O titular da Saúde fora
anunciado como grande promessa de higienização e moralidade em 2006:
“Fico muito tranquilo em deixar a pasta nas mãos desse médico
intolerante com a incompetência, inimigo da corrupção”, garantira Cabral
após sua primeira eleição por 68% dos votos. Côrtes fabricara perfil de
bom gestor no Instituto Nacional de Traumatologia e Ortopedia (Into),
que dirigiu por quatro anos e notabilizou-se por frases como “O meu
sonho é que R$ 1 da Saúde valha realmente R$1".
Na manhã de 4 de
janeiro de 2007, com menos de três dias no cargo de novo governador,
Cabral levou Côrtes para uma visita de inspeção ao Hospital estadual
Albert Schweitzer, em Realengo.

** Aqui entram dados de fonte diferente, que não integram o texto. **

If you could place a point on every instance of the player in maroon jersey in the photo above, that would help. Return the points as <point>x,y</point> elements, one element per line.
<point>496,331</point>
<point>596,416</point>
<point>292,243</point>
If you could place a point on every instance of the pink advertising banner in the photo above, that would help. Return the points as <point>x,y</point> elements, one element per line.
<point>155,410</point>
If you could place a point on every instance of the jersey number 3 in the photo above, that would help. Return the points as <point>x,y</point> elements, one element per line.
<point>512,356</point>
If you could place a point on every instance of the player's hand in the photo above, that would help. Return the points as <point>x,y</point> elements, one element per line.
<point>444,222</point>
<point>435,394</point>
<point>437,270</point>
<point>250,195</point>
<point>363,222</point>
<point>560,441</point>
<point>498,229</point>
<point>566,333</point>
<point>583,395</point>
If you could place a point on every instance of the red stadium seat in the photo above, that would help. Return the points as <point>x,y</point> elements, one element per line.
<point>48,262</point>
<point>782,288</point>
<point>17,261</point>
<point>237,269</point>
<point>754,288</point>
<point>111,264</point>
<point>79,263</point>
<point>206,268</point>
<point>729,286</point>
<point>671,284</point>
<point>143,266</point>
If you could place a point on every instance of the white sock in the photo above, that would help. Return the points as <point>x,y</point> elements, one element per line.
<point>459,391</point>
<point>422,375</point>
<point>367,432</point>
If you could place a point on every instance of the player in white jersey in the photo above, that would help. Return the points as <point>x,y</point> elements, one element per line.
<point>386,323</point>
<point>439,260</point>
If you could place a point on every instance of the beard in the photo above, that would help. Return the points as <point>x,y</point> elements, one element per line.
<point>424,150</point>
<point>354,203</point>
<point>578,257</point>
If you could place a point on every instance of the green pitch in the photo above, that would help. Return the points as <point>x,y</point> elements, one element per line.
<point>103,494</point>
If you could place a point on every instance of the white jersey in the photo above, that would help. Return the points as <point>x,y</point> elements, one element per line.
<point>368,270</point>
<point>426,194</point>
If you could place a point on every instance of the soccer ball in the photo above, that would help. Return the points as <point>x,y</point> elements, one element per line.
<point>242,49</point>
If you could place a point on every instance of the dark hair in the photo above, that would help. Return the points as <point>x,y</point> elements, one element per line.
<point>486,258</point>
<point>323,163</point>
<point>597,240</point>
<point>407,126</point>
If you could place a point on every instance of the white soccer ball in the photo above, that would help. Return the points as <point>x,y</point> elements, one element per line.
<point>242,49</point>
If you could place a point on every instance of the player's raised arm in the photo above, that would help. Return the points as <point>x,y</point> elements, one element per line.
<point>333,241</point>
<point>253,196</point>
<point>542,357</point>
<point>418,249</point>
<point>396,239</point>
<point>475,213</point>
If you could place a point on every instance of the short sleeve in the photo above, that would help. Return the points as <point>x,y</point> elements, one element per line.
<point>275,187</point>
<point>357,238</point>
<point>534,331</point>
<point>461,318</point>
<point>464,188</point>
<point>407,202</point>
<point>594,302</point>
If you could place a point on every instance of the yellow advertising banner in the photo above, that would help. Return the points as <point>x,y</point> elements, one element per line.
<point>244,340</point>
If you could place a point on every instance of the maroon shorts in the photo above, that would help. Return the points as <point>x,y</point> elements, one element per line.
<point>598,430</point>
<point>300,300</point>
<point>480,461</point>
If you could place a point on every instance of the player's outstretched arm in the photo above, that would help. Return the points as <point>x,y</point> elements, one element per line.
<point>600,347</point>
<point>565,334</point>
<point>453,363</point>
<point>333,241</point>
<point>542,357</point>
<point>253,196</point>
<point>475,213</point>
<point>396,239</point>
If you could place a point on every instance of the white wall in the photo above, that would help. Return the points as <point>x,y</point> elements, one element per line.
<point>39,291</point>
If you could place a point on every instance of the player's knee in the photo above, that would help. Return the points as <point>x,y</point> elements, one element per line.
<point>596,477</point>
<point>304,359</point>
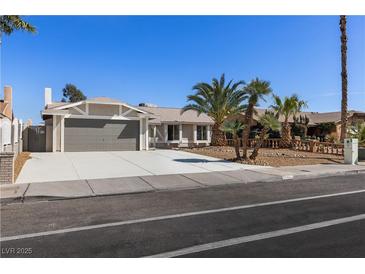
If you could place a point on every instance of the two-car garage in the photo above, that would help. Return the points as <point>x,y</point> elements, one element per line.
<point>101,135</point>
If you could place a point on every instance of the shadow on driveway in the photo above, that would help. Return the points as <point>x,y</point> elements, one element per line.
<point>197,160</point>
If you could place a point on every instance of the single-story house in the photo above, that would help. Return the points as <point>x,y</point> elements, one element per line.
<point>315,120</point>
<point>172,128</point>
<point>102,124</point>
<point>10,126</point>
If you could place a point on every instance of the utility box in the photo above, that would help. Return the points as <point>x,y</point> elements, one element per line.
<point>351,151</point>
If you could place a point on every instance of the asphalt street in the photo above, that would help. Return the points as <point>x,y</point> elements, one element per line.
<point>322,217</point>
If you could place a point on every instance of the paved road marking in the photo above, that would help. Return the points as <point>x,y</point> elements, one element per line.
<point>256,237</point>
<point>166,217</point>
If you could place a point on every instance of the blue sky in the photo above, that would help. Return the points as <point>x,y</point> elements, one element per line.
<point>158,59</point>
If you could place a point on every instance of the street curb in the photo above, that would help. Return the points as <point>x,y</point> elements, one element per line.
<point>285,178</point>
<point>321,175</point>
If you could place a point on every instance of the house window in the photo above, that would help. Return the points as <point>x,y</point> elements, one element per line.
<point>173,132</point>
<point>201,133</point>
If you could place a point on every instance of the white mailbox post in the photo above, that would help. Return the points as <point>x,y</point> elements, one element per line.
<point>351,151</point>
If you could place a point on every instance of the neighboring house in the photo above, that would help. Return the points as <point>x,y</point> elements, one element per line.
<point>171,128</point>
<point>10,127</point>
<point>105,124</point>
<point>317,120</point>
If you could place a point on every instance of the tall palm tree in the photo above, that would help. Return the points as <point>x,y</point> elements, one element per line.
<point>343,76</point>
<point>267,121</point>
<point>218,100</point>
<point>256,90</point>
<point>234,127</point>
<point>288,107</point>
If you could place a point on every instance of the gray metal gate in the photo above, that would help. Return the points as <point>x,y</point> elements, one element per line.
<point>36,138</point>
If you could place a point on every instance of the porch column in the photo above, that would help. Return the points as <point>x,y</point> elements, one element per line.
<point>180,133</point>
<point>62,131</point>
<point>54,133</point>
<point>194,134</point>
<point>140,134</point>
<point>154,136</point>
<point>165,132</point>
<point>147,139</point>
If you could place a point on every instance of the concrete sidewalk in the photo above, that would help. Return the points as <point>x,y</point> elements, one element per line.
<point>137,184</point>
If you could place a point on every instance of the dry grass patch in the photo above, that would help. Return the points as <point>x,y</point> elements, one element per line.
<point>19,163</point>
<point>271,157</point>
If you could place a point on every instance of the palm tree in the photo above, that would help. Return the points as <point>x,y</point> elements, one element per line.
<point>256,90</point>
<point>267,121</point>
<point>234,127</point>
<point>289,107</point>
<point>343,76</point>
<point>9,23</point>
<point>219,101</point>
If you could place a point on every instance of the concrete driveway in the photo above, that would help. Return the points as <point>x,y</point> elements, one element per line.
<point>47,167</point>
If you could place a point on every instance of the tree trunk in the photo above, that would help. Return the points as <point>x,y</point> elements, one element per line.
<point>343,76</point>
<point>237,146</point>
<point>286,135</point>
<point>258,145</point>
<point>246,130</point>
<point>218,137</point>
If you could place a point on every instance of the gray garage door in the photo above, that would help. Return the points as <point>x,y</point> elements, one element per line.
<point>101,135</point>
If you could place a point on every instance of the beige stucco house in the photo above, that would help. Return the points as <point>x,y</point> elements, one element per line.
<point>101,124</point>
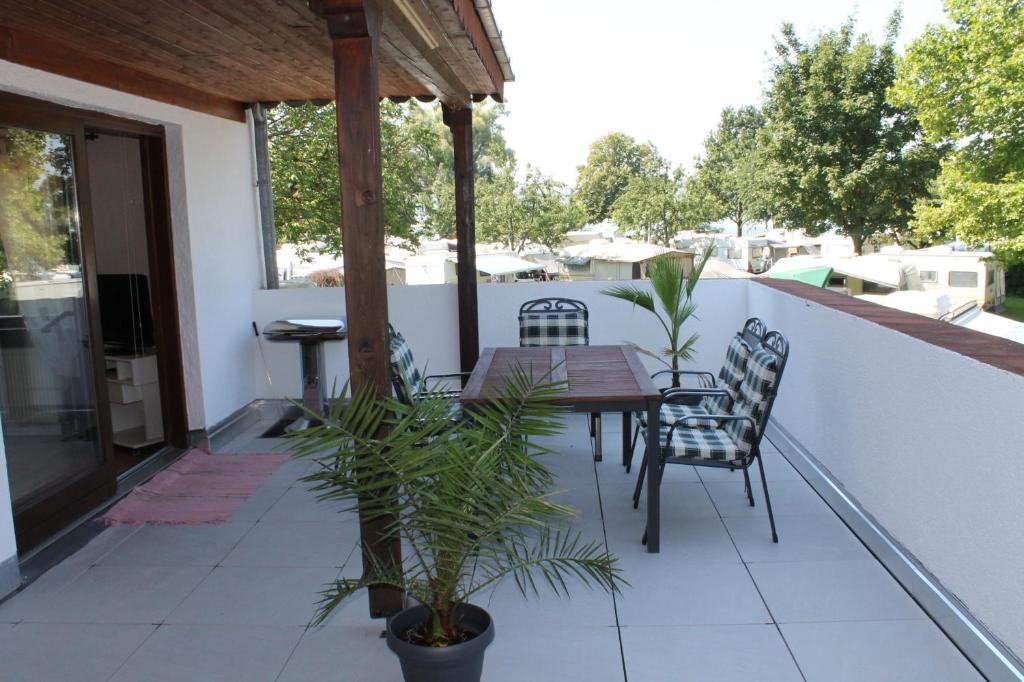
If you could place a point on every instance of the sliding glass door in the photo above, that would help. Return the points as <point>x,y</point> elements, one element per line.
<point>54,445</point>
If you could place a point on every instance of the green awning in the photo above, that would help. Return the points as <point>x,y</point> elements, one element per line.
<point>816,276</point>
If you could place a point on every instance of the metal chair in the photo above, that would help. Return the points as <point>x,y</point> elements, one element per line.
<point>733,439</point>
<point>406,378</point>
<point>679,402</point>
<point>554,322</point>
<point>559,322</point>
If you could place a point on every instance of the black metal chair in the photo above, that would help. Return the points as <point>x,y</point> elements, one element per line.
<point>406,378</point>
<point>554,322</point>
<point>678,402</point>
<point>733,439</point>
<point>559,322</point>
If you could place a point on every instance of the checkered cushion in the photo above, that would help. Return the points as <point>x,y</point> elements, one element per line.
<point>699,444</point>
<point>729,377</point>
<point>554,329</point>
<point>672,412</point>
<point>759,382</point>
<point>404,377</point>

À época, indignara-se com as humilhações
sofridas pela população que precisava de melhorias na saúde:
“É
uma calamidade pública... Uma coisa é criminoso matando inocentes. Outra
é o estado cometer genocídio.... Com certeza o Ministério Público vai
verificar as causas e tomar providências... É um verdadeiro caso de
polícia... Aqui não tem governo. O problema não é dinheiro, é gestão... O
que o estado faz aqui é cometer assassinatos...”
Hoje, as mesmas
exigências de seu discurso de dez anos atrás estão sendo ouvidas. Mas
pela Operação Fatura Exposta. Segundo as denúncias sob investigação,
todos os contratos da secretaria da era Cabral desviavam 5% para o
governador, 2% para o titular da pasta, 1% para os conselheiros do
Tribunal de Contas do Estado, 1% para o esquema de corrupção e 1% para o
autor da delação, Cesar Romero Vianna.
Em tempo: o Hospital
Universitário Pedro Ernesto, vinculado à Universidade do Estado do Rio
de Janeiro, tem capacidade para 512 leitos. Ele opera há 10 anos com no
máximo 370 e no momento são apenas 200. Está em estudo um plano de
contingência para o funcionamento da unidade.